她曾评价他,说他是天生风流的人,最多情,也最无情。
这样的丹凤,会对她……
——这念头想都不能想完!
怎可能?
荒谬。
寿仙说出时她觉荒谬,这时看着老友,也还是觉得荒谬。
“小玉儿不对劲哦,”丹凤咦一声,绕她面前,手背在她额上探一探,“不见有乱啊,怎忽而成只呆头鹅?”
“没,”她压下那诸多心念,打叠起应对,“就是突然想起,你对她如何?”
“什么如何?”他能如何?
“东海啊,”她笑,报复他方才一般,“给龙王当女婿也不错嘛,你这有荷池,他那有东海,都属水路,可配。”
这一番胡言,果然丹凤不疑,“好啊,在这等我,”他大步往前,大笑着,“水有天地两别,再说我姻缘淡薄,哎,就放过那东海公主。阿弥陀佛,日行一善,无量天尊,功德无量啊……”
眼见得又贫声起来,她随紧几步,听他声,察他音,那荒谬和相违感再次而来——
丹凤,这样的丹凤,怎么会?
她从无与他半分男女之思,丹凤对她,当如是——若不是,她有这么多年不曾察?
她不能察,那人呢?
那人总不会一无所察……
莫名的,她心中知晓丹凤无法瞒过那人……
怪异愈烈。
她怀疑寿仙,可道祖,道祖……
是道祖令她来见寿仙,而道祖,是绝不会做这般欺瞒的人……
头痛,她只觉那头痛又回来。
出得荷池,池外寂寂,待一切归于平静,才闻桃源里小童嬉闹追逐之声,还有花莲化成的娇娥,她们其实无有男女之别,或,亦男亦女,或在偌大殿旁悄悄望,或在池面浅眠,姿态不同,魅惑甚慎。
忍不住再看这府中主。
丹凤摸摸鼻子,真切怀疑寿仙是与她说了他的坏话,不然这眼神,毛毛。
“丹凤君,”她眯眯眼,“好艳福哪。”
揖一揖,洒然离去。
丹凤在原地,“哎,你羡我便羡,做甚阴阳怪气!”
——这人,难道还怕娇娘勾了太子心?
他噗的笑出,伸手勾两个娇娥过来,如此这般这般如此的在她们耳边说了几句,然后看着她离开的方向,不怎么好意的笑起来。
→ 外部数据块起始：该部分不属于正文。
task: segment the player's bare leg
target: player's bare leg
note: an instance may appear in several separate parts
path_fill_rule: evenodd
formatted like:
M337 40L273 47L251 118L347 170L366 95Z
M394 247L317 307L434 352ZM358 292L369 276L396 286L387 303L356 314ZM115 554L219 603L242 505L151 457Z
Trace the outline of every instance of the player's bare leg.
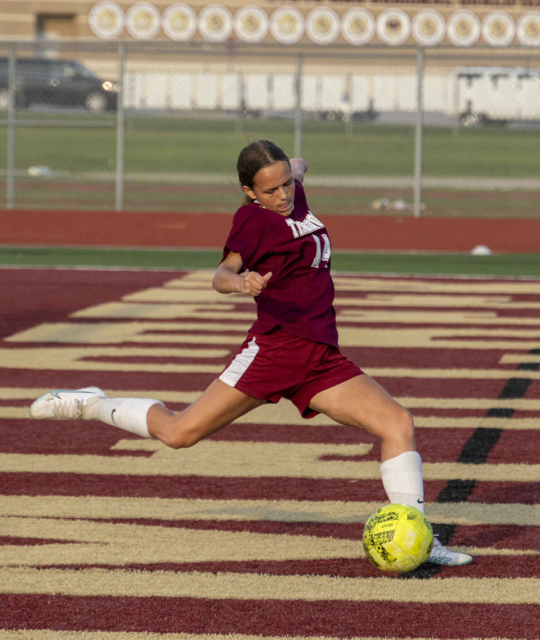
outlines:
M382 462L416 451L412 416L369 376L357 376L320 392L309 408L380 438Z
M358 376L317 394L309 407L380 438L381 476L389 499L424 513L422 460L416 452L412 417L380 385L369 376ZM436 538L428 561L456 565L472 560L445 548Z
M175 415L151 398L109 398L101 389L55 389L32 403L33 418L100 420L174 449L191 447L261 404L259 400L214 380L196 402Z
M154 404L146 416L148 433L173 449L191 447L230 424L236 418L266 404L221 380L214 380L199 398L180 413Z

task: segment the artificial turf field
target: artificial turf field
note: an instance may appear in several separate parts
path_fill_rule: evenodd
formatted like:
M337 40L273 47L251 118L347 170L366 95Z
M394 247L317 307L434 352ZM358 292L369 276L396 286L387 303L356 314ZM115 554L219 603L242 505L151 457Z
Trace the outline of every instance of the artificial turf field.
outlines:
M540 637L540 282L334 277L343 353L414 415L426 513L474 556L396 577L361 547L363 431L282 402L174 451L28 419L58 387L186 406L254 317L211 276L0 269L2 640Z
M221 252L0 246L0 265L214 269ZM336 271L481 276L540 276L537 253L466 254L340 253L332 252Z

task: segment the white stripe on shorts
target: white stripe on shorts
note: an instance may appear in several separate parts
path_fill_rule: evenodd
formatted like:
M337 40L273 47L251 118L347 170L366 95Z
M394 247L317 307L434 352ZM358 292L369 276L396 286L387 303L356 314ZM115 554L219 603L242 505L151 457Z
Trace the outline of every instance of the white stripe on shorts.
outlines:
M222 373L219 376L220 380L229 387L236 387L236 383L247 371L247 367L255 360L255 356L258 353L259 345L254 338Z

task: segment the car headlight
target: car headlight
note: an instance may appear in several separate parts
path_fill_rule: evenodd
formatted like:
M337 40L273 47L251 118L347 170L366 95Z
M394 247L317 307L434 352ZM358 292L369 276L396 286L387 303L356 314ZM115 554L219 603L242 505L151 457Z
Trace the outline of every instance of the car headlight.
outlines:
M120 85L116 83L111 82L110 80L105 80L102 84L102 86L105 91L114 91L118 92L120 90Z

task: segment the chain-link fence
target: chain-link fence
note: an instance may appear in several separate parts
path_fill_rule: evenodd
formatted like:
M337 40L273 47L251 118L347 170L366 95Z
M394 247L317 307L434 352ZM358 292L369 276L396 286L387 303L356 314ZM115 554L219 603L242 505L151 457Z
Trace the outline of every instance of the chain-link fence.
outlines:
M321 212L536 214L534 48L0 50L8 208L233 211L236 157L263 138L307 159Z

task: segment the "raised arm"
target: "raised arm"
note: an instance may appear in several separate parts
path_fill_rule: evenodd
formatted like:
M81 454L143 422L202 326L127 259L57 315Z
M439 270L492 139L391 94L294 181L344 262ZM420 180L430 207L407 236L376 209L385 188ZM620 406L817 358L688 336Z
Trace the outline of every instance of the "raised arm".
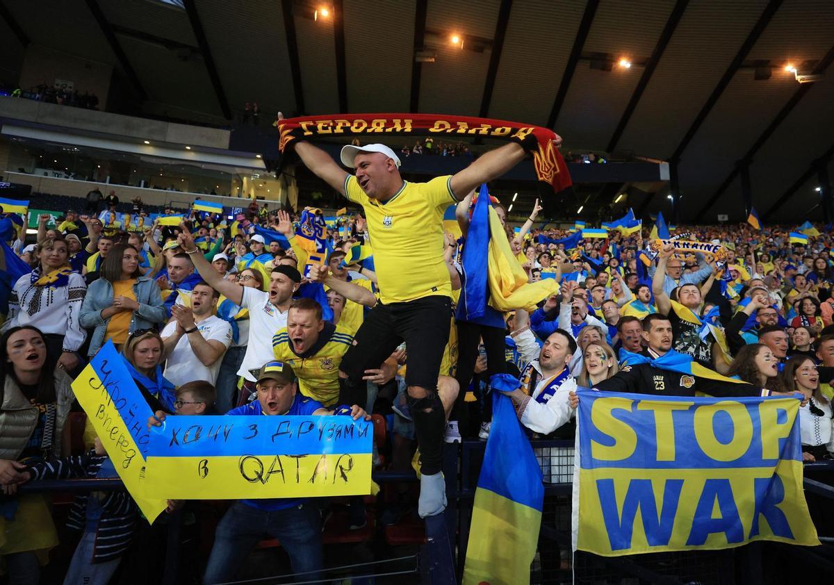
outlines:
M455 208L455 218L458 220L458 225L460 227L460 232L464 238L469 232L469 208L472 205L473 197L475 197L475 190L470 191L469 194L461 199Z
M335 277L328 274L326 266L313 265L310 267L310 280L321 282L332 288L344 297L349 301L353 301L365 307L373 307L376 304L376 297L369 290L358 284L339 280Z
M278 119L283 120L284 114L278 112ZM293 148L299 158L313 174L344 196L344 179L348 173L339 167L329 154L311 142L294 141Z
M655 302L657 304L657 312L661 315L668 315L672 308L672 304L669 301L669 295L666 294L663 285L666 279L666 262L675 253L675 244L667 243L661 250L660 258L657 259L657 269L651 278L651 292L655 294Z
M515 239L518 240L519 243L524 242L524 237L527 235L528 232L530 232L530 228L533 227L533 222L535 222L536 216L539 215L539 212L542 209L544 209L544 208L539 205L539 200L536 199L535 202L533 203L533 212L530 214L530 217L527 218L527 221L524 222L524 225L521 226L521 231L515 235Z
M203 280L218 292L224 295L232 302L239 305L244 298L244 288L239 284L225 280L219 272L214 270L214 267L203 256L202 250L197 248L197 245L194 243L194 238L191 235L191 232L185 227L185 224L180 223L179 227L180 232L178 238L179 246L191 258L191 262L193 262L194 268L203 278Z

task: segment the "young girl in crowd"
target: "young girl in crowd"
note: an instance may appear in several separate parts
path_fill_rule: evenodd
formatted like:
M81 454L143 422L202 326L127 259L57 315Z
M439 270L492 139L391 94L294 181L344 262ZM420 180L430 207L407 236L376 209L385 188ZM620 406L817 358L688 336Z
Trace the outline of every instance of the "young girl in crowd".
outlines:
M68 444L65 426L75 400L72 379L56 367L43 334L13 327L0 338L0 484L17 492L27 465L53 461ZM67 431L67 432L65 432ZM40 566L58 544L41 494L0 499L0 560L10 583L38 583Z
M730 364L728 376L772 392L781 389L779 382L779 360L771 348L762 343L743 346Z
M67 241L48 238L35 246L37 266L15 282L4 328L31 325L47 341L50 358L68 370L78 365L77 352L87 333L78 319L87 285L69 266Z
M582 372L577 383L583 388L592 388L619 371L617 357L611 346L603 341L590 342L585 347Z
M804 325L795 328L791 334L791 342L793 347L787 352L789 357L807 356L811 358L815 357L814 335L809 328Z
M803 460L831 458L834 452L831 407L820 391L820 374L814 360L807 356L789 359L781 372L781 385L786 392L801 392L807 400L799 410Z
M159 287L139 270L139 254L128 244L116 244L102 262L81 306L81 324L94 328L90 357L108 339L117 347L130 333L155 328L168 317Z

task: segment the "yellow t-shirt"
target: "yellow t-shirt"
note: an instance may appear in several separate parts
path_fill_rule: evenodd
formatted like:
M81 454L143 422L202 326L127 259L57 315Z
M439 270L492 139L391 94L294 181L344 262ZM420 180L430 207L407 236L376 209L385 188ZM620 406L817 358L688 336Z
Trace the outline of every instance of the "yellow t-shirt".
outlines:
M299 358L293 351L286 328L272 338L275 359L293 367L301 393L326 407L334 406L339 398L339 367L353 343L354 336L341 324L319 351L308 358Z
M127 297L136 300L133 294L133 285L136 279L119 280L113 283L113 296ZM107 333L105 339L112 339L113 343L123 343L128 341L128 330L130 329L130 319L133 318L133 311L119 311L110 318L107 324Z
M384 203L369 199L348 175L344 192L361 205L374 246L374 267L382 302L406 302L432 295L451 297L443 257L443 213L456 203L450 176L428 182L403 182Z

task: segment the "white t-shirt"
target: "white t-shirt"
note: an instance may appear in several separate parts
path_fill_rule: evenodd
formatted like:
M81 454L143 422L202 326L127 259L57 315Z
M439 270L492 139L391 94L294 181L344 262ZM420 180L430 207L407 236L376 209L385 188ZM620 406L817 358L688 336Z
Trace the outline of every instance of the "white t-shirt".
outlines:
M269 293L257 288L244 288L241 307L249 310L249 344L240 364L238 375L249 382L257 382L249 370L255 370L275 359L272 336L287 327L287 313L281 312L269 302Z
M209 315L197 323L197 329L203 339L219 341L227 349L232 342L232 326L214 315ZM177 322L172 321L162 330L163 338L171 337L176 330ZM191 348L188 336L183 335L168 356L163 375L174 386L182 386L187 382L195 380L205 380L214 384L217 382L217 374L220 371L222 362L223 355L214 360L214 363L210 366L203 366L194 353L194 350Z

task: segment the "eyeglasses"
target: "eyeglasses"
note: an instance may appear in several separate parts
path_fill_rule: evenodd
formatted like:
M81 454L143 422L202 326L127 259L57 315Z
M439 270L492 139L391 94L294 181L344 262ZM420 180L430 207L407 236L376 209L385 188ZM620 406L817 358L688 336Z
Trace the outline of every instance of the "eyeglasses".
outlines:
M175 400L173 406L175 408L182 408L183 404L205 404L202 400L198 400L197 402L192 402L189 400Z
M154 331L156 331L156 330L155 329L149 329L149 328L148 329L137 329L136 331L134 331L133 333L130 334L130 337L132 337L132 338L138 338L138 337L142 337L145 333L152 333Z

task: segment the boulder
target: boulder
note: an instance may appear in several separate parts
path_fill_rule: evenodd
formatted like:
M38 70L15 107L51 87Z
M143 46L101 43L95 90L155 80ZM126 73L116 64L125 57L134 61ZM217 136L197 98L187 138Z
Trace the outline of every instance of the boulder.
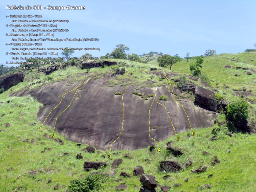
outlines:
M86 161L84 164L84 168L86 171L89 171L91 169L94 169L97 170L100 168L101 165L105 167L107 166L107 163Z
M207 168L207 167L205 166L203 166L202 167L202 166L200 166L197 169L192 170L191 171L193 173L201 173L205 171L206 170Z
M81 151L84 152L88 152L89 153L92 153L95 152L95 148L89 145L87 147L83 149Z
M167 146L166 149L170 153L171 153L174 156L179 156L184 153L180 148L176 147L171 146L170 145Z
M163 161L160 162L161 168L167 172L175 172L181 169L180 163L175 161Z
M115 187L116 190L124 190L127 189L127 186L125 184L120 184L118 185Z
M140 181L143 187L149 190L154 190L157 186L155 177L152 175L142 174L140 178Z
M9 89L23 81L24 76L23 73L18 72L0 77L0 89L3 89L4 91Z
M160 186L160 188L164 192L167 192L171 189L171 187L169 187L162 186L162 185Z
M81 159L83 158L83 156L80 155L79 154L76 155L76 159Z
M121 172L119 176L122 176L125 177L129 177L129 178L131 177L131 176L126 172Z
M215 94L212 91L201 87L196 88L195 102L214 110L217 107Z
M120 164L122 163L122 162L123 159L115 159L111 164L111 167L114 168L116 166L118 167Z
M144 170L143 168L140 165L135 167L133 169L133 175L140 175L141 174L144 174Z

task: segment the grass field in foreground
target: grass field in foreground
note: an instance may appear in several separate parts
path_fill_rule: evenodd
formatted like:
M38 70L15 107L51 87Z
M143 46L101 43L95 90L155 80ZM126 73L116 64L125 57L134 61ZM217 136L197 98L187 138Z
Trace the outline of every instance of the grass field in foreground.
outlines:
M39 128L41 126L37 119L36 114L42 105L33 98L28 97L21 98L9 97L10 91L0 95L0 186L1 191L64 191L69 185L71 179L81 178L89 174L83 169L85 161L106 161L108 166L104 169L105 172L109 173L110 165L115 159L121 158L123 163L116 170L113 177L108 177L105 184L103 191L115 191L115 187L119 184L125 183L128 186L125 191L138 191L141 184L139 177L132 176L133 169L139 165L144 168L146 174L152 175L156 177L161 185L169 186L172 191L196 191L201 186L205 184L212 185L210 189L204 191L219 192L254 191L256 188L256 136L240 133L235 133L231 137L226 133L228 131L225 126L220 127L217 140L210 141L213 135L211 133L212 128L193 129L188 132L178 133L180 137L179 141L176 136L170 137L164 141L160 142L160 152L156 148L153 154L149 155L149 148L128 151L114 151L112 158L108 158L108 150L101 151L101 154L96 152L89 154L81 151L87 145L82 144L78 148L76 143L66 139L55 132L55 137L63 141L61 145L52 139L43 137L44 134L51 135L52 130L49 127L43 126L42 131ZM9 103L7 101L9 100ZM168 102L168 101L167 101ZM168 118L167 117L166 117ZM223 120L222 115L219 119ZM10 126L5 127L6 123ZM126 125L124 124L124 126ZM215 125L215 127L218 126ZM145 129L148 129L147 125ZM195 134L192 136L191 132ZM31 143L31 141L34 142ZM168 155L165 149L168 141L172 141L173 145L181 148L184 154L180 157ZM230 147L230 149L229 148ZM49 148L51 148L49 150ZM229 151L231 152L228 153ZM98 150L96 150L97 152ZM44 153L41 153L44 151ZM202 152L206 151L207 155L203 155ZM68 153L68 155L64 154ZM82 153L84 158L77 160L76 156ZM123 157L124 154L130 153L132 159ZM104 158L102 155L105 155ZM220 163L215 166L211 165L210 158L215 155L218 156ZM166 159L174 159L184 166L187 159L189 158L194 163L192 166L176 173L165 173L159 169L160 162ZM149 159L148 162L145 159ZM138 162L138 160L140 160ZM243 171L242 163L243 164ZM52 164L50 162L52 162ZM206 172L201 174L192 173L192 169L200 165L207 167ZM37 172L34 175L29 174L31 171ZM90 172L95 171L92 171ZM131 176L130 178L123 178L123 181L117 182L116 180L122 178L120 172L125 171ZM169 174L171 177L164 180L162 177ZM213 176L208 178L208 176ZM19 177L18 179L17 178ZM184 180L189 179L187 183ZM48 183L48 180L52 182ZM180 187L175 187L180 183ZM58 190L54 187L57 183L60 187ZM23 189L15 189L18 187ZM157 191L160 191L158 187Z

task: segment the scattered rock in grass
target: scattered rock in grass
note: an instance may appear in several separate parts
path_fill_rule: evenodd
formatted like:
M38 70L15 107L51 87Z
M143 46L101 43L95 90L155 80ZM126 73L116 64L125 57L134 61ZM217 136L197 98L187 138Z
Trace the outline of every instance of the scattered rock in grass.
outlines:
M211 137L211 138L210 138L210 139L209 140L210 140L210 141L212 141L213 140L216 140L216 138L215 137L216 136L215 135L214 135L212 137Z
M111 167L114 168L116 166L118 167L119 165L122 163L123 159L116 159L111 164Z
M197 169L192 170L191 171L193 173L201 173L205 171L207 169L207 167L205 166L203 166L202 167L200 166Z
M58 183L57 185L54 187L54 190L57 190L59 188L59 184Z
M95 152L95 148L89 145L87 147L82 149L81 151L85 152L88 152L89 153L92 153Z
M122 172L120 173L119 176L123 176L124 177L129 177L130 178L131 176L129 175L128 173L126 172Z
M106 162L86 161L84 164L84 168L86 171L89 171L91 169L94 169L97 170L98 169L100 168L101 165L105 167L107 165L107 163Z
M171 146L169 145L166 148L170 153L171 153L174 156L179 156L184 154L184 152L180 148L176 147Z
M175 161L163 161L160 165L161 169L167 172L175 172L181 169L180 163Z
M208 155L208 152L207 151L203 151L202 153L202 155Z
M139 165L134 168L133 169L133 175L140 175L142 174L144 174L144 172L143 168L142 166Z
M220 162L217 155L214 155L211 158L211 163L213 165L218 164Z
M125 184L118 185L115 187L116 190L124 190L127 189L127 186Z
M152 175L142 174L140 178L140 181L142 184L142 188L144 187L149 190L154 190L157 186L155 177ZM147 191L144 190L142 191Z
M79 154L76 155L76 159L81 159L83 158L83 156L80 155Z

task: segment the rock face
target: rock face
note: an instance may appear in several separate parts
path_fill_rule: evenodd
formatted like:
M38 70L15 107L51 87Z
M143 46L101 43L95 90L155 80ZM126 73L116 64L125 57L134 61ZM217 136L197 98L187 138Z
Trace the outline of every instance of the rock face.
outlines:
M123 94L126 88L119 85L108 87L109 81L113 79L111 76L97 80L93 78L80 87L79 88L84 89L78 91L76 95L81 94L81 97L74 99L72 105L59 117L55 131L73 141L86 144L97 149L109 150L111 144L120 133L123 113L122 96L117 96L114 93L121 91ZM71 91L87 79L71 84L67 80L55 82L36 89L24 90L13 95L30 95L42 103L44 106L39 108L37 113L38 119L42 123L49 113L59 103L61 98L59 95ZM88 91L89 89L91 91ZM174 125L176 132L190 130L186 114L182 107L175 103L174 95L164 86L155 87L155 90L158 97L165 95L170 98L170 100L165 102L164 105L172 121L175 122ZM111 150L113 151L117 149L137 150L147 148L152 143L152 140L148 137L148 130L145 129L145 126L148 123L149 109L154 97L145 100L133 94L134 90L133 86L128 86L123 96L124 131L122 132L122 137L112 145ZM75 90L65 95L61 103L52 111L44 125L53 128L56 117L69 105L75 91ZM152 87L141 88L139 92L143 93L144 95L155 94ZM150 122L152 122L152 126L156 125L161 128L152 129L150 133L155 139L162 141L175 133L165 108L155 101L150 111ZM162 101L159 102L163 103ZM179 103L184 107L193 128L213 126L213 122L207 120L215 119L217 114L207 114L207 111L196 107L192 102L179 101Z
M116 166L118 167L123 162L123 159L116 159L113 162L111 165L111 167L114 168Z
M87 171L89 171L91 169L94 169L97 170L100 168L101 165L105 167L107 166L107 163L86 161L84 164L84 168Z
M140 175L141 174L144 174L144 169L140 165L136 167L133 170L133 175Z
M103 61L100 62L98 61L88 62L83 61L82 62L82 66L83 69L90 69L93 67L99 67L102 66L110 66L112 65L116 65L117 63L115 61Z
M0 77L0 89L3 89L4 91L9 89L13 86L23 81L24 76L23 73L18 72Z
M169 151L169 153L171 153L174 156L179 156L184 153L180 148L171 146L170 145L167 146L166 149Z
M166 172L175 172L181 169L180 163L175 161L163 161L160 162L160 165Z
M156 187L156 182L155 177L152 175L142 174L140 178L140 181L142 184L143 187L147 189L155 190L155 188Z
M201 104L214 110L217 107L215 94L212 91L201 87L196 88L195 102Z

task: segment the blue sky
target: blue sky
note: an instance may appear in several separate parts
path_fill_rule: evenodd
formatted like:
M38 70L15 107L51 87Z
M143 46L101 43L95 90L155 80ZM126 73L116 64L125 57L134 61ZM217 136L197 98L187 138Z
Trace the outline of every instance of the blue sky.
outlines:
M140 55L153 51L171 55L178 54L183 57L188 52L191 56L200 55L208 49L215 49L218 54L243 52L253 48L256 42L254 0L6 2L8 2L0 3L2 13L0 63L4 64L11 61L11 57L5 54L6 51L11 51L11 47L5 44L11 42L12 38L6 37L5 34L9 34L12 29L5 27L6 24L12 23L12 19L6 18L6 14L42 14L42 20L68 19L68 23L58 23L58 28L68 29L69 32L55 33L53 38L98 38L99 41L46 41L43 43L43 47L99 47L100 51L88 52L96 57L111 52L121 43L130 48L127 53ZM5 9L7 5L24 7L28 5L32 7L41 5L43 7L82 5L86 9L10 10ZM79 57L85 52L76 51L73 56Z

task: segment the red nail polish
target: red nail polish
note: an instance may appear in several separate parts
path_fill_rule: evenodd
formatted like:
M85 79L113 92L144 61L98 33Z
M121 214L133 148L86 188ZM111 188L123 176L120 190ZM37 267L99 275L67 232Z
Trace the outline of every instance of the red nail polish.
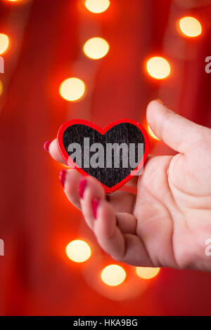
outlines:
M67 173L66 170L62 170L62 171L60 171L60 172L59 173L59 176L58 176L61 185L63 186L63 187L64 187L64 186L65 186L66 173Z
M97 198L94 198L92 199L91 205L92 205L92 210L93 210L93 215L95 220L97 218L97 210L98 206L99 204L99 201Z
M87 180L85 180L84 178L82 178L79 182L79 197L83 199L84 198L84 193L85 191L87 185Z
M44 148L46 151L49 151L49 146L50 146L50 144L51 143L52 141L46 141L44 143Z

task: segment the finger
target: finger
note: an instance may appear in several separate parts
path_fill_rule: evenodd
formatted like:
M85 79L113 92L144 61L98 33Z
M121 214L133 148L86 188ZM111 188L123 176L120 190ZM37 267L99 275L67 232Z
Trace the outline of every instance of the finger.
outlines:
M132 213L136 199L136 195L131 192L115 192L108 195L108 201L115 212Z
M125 183L124 185L128 185L129 187L136 187L138 179L139 179L139 176L134 176L132 177L132 179L127 181L127 183Z
M59 161L60 163L64 164L65 165L67 165L58 151L56 138L53 140L53 141L50 144L49 151L51 157L53 158L53 159L56 160L57 161Z
M94 214L93 213L93 200L106 199L105 190L102 185L94 178L89 176L84 178L84 190L82 198L80 199L82 211L87 225L93 228Z
M96 179L91 176L83 176L73 169L67 171L63 170L61 173L65 173L65 176L63 175L65 177L63 183L65 193L70 202L79 209L81 209L79 185L82 180L86 182L84 193L88 187L89 190L93 189L93 195L94 195L96 191L98 190L100 192L103 191L103 195L105 195L102 185ZM117 192L107 195L107 199L116 211L132 213L136 200L136 195L129 192Z
M135 235L122 234L117 225L114 209L105 200L98 206L94 233L102 249L115 260L134 265L152 265L141 239Z
M136 234L137 220L134 216L126 212L115 213L117 226L123 234Z
M61 173L65 173L64 176L64 191L69 199L77 209L81 209L79 185L82 176L73 169L68 171L63 170ZM61 174L60 174L61 176Z
M170 147L181 153L186 153L191 145L200 139L205 128L155 100L148 105L146 114L154 133Z

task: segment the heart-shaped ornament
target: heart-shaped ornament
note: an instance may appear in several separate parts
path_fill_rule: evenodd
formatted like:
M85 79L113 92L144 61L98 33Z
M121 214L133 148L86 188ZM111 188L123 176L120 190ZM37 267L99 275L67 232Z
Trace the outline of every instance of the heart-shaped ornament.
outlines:
M130 119L114 121L104 128L72 119L61 126L57 141L65 163L98 179L107 193L139 175L149 152L146 130Z

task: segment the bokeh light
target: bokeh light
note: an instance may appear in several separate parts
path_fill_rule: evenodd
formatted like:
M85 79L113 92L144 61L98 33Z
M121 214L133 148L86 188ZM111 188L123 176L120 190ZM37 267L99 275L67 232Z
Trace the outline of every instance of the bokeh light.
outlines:
M150 58L146 63L148 74L155 79L164 79L171 72L170 63L165 58L155 56Z
M141 279L150 279L155 277L160 272L160 268L151 268L151 267L136 267L136 272L137 275Z
M75 101L81 98L85 92L84 81L78 78L68 78L60 86L59 93L68 101Z
M2 84L1 80L0 80L0 96L2 94L2 93L3 93L3 84Z
M160 140L160 139L158 138L158 136L156 136L155 134L154 133L154 132L152 131L152 129L151 128L149 125L148 125L148 131L149 134L151 136L152 138L153 138L155 140Z
M68 257L75 263L84 263L91 254L89 245L81 239L70 242L66 246Z
M84 52L90 58L102 58L109 51L109 44L103 38L96 37L89 39L84 46Z
M6 34L0 33L0 55L3 54L8 48L9 39Z
M109 0L87 0L85 6L91 13L99 13L106 11L109 7Z
M118 265L109 265L101 272L101 279L107 285L115 286L123 283L126 272L122 267Z
M193 38L201 34L202 26L200 22L193 17L184 17L179 20L179 28L186 37Z

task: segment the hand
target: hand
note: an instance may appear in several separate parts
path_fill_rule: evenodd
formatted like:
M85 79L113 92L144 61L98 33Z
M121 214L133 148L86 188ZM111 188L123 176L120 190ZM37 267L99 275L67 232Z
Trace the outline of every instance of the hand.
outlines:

成琅直行竹林,说也怪,这里分明是桃源,她待得却也跟真正终南一般,怡然安心。
若,不是此时心绪不能怡然的话。
直往竹屋,丹凤没有跟来,她知道他定有旁的事,他和那人,瞒着她的事,这样正好,她亦需理一理心念,况……
起身,到门前廊边。
竹林微风。
“尝闻?”
出声,竹林无声。
“慎行?”
一阵轻风,凭空现一人影,“仙子。”一身缁衣,僵木脸,慎行一板一眼的行礼。
——果然。
“今日是你啊,尝闻呢?”
慎行在竹屋前,动作近乎严苛的规整,目光半垂,连她一片衣角恪守距离,声音亦是无波无情,“另有公务。”
一字不多说,但那架势,她若开口叫他去换尝闻来,他亦会听从——能不能真的换回不说,他不会违她的话就是。
她心里一松。
如此,正好。
尝闻圆滑,反会想得多,而慎行,对她一开始便有不满,现下,想必也是遵那人之令,若非必要,他是绝不会关切她要做什么,这亦是他与尝闻最大的不同,尝闻会揣度,而慎行,只会在那人回来后如实禀告。
她开口,声音也常:“灵霄宫,我现在可能去?”
——待那人回来,她见过寿仙的事就瞒不住,在那之前,她需要做一些事。